Hennigan’s down-to-earth attitude toward students makes her a more favorable choice to lead this city, especially because Menino has proven that he is completely out of touch with Boston’s overwhelming student population, seen through his many uninformed comments about students and through actions he has taken against them. Menino consistently calls university students “kids,” and this newspaper has few quotations on record in which Menino refers to students by their true identity, namely “students” or “people.”

It was Menino’s plan to jumpstart Operation Student Shield, a misnomer that gives the impression that it is an operation to protect students when in fact it serves more like an offense against students living independently off campus. Menino drafted the plan to help calm loud parties from disturbing residents in off-campus neighborhoods by imposing stricter punishments on students, while punishments for other residents hosting loud parties were not increased.

In enforcing the operation, Menino chose to punish the least protected and most convenient demographic in the city, even though they are a large part of what gives Boston its name. Hennigan seems unlikely to support such an operation because she has shown her willingness to listen to students’ concerns and represent them as their mayor.

Menino’s recently proposed “entertainment zones,” which he defined as areas specifically meant for venues that cater to under-21-year-olds by not serving alcohol – such as coffee shops – further reveals his misinformed, out-of-touch attitude toward students and underage drinking. These “zones” would do little to encourage under-21-year-olds from not drinking, as several non-alcoholic venues already exist for a student’s weekend entertainment. The plan might be more convincing if its details were laid out, but the vagueness in which Menino described this idea makes it unworthy of being taken too seriously, and is almost insulting to students.

Menino has rarely scheduled meetings with student leaders to hear their concerns, but only seems to cooperate with Boston University’s administrators, who often do not convey student concerns as well as the students themselves.

And with 12 years as mayor behind his back, Menino doesn’t deserve an extra four years to carry out his platform. Hennigan has proposed that the city consider having mayoral term limits, an idea worth discussing further. She has said that the absence of a term limit allows the mayor to act on an “I’ll do it next year” mindset instead of focusing on his goals in a timely manner.

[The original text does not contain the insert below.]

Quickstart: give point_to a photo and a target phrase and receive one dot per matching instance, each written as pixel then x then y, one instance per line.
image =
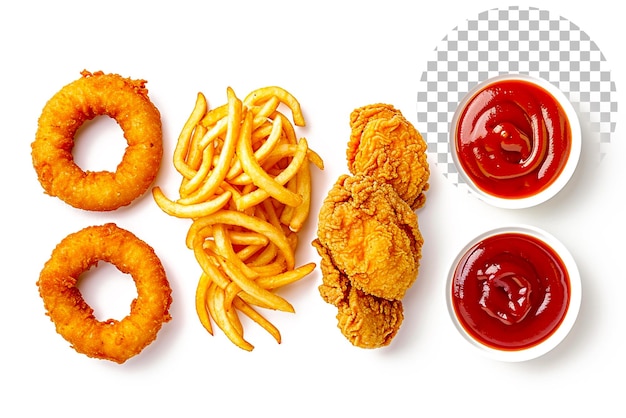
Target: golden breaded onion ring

In March of this year, Hennigan defended students’ ability to vote in the preliminary election after one politician tried to turn away voters from the 111 Cummington St. polling station, telling students they should not vote because they are not long-term residents of Boston and therefore don’t have the right to be represented.

At a City Council meeting soon after, Hennigan fired back, saying it is the city’s responsibility not to single out students with intimidation or voter suppression techniques.

Hennigan also has pledged to improve maintenance by the city’s services, and respond to neighborhood concerns by bringing all complaints into the public realm. This way all complaints would be taken into consideration at Council meetings and released as public information.

Though Menino has said he would call for Neighborhood Response Teams, perhaps another misnomer, he has had 12 years in office to consider such a basic and necessary idea, and his plan would not even allow private complaints to be released into the public.

Menino has continuously refused to participate in campaign debates with his opponents, while Hennigan has been pushing regularly, sometimes crudely, for a one-on-one confrontation.

Though the limited debates between Menino and Hennigan have obscured both candidate’s stance on one another’s views, this should not discount the importance of voting for mayor – especially among younger freshmen who have more than three and a half years left at BU and in the city of Boston. Students should choose a candidate who shows concern for students in Boston, and for this reason The Daily Free Press endorses Maura Hennigan.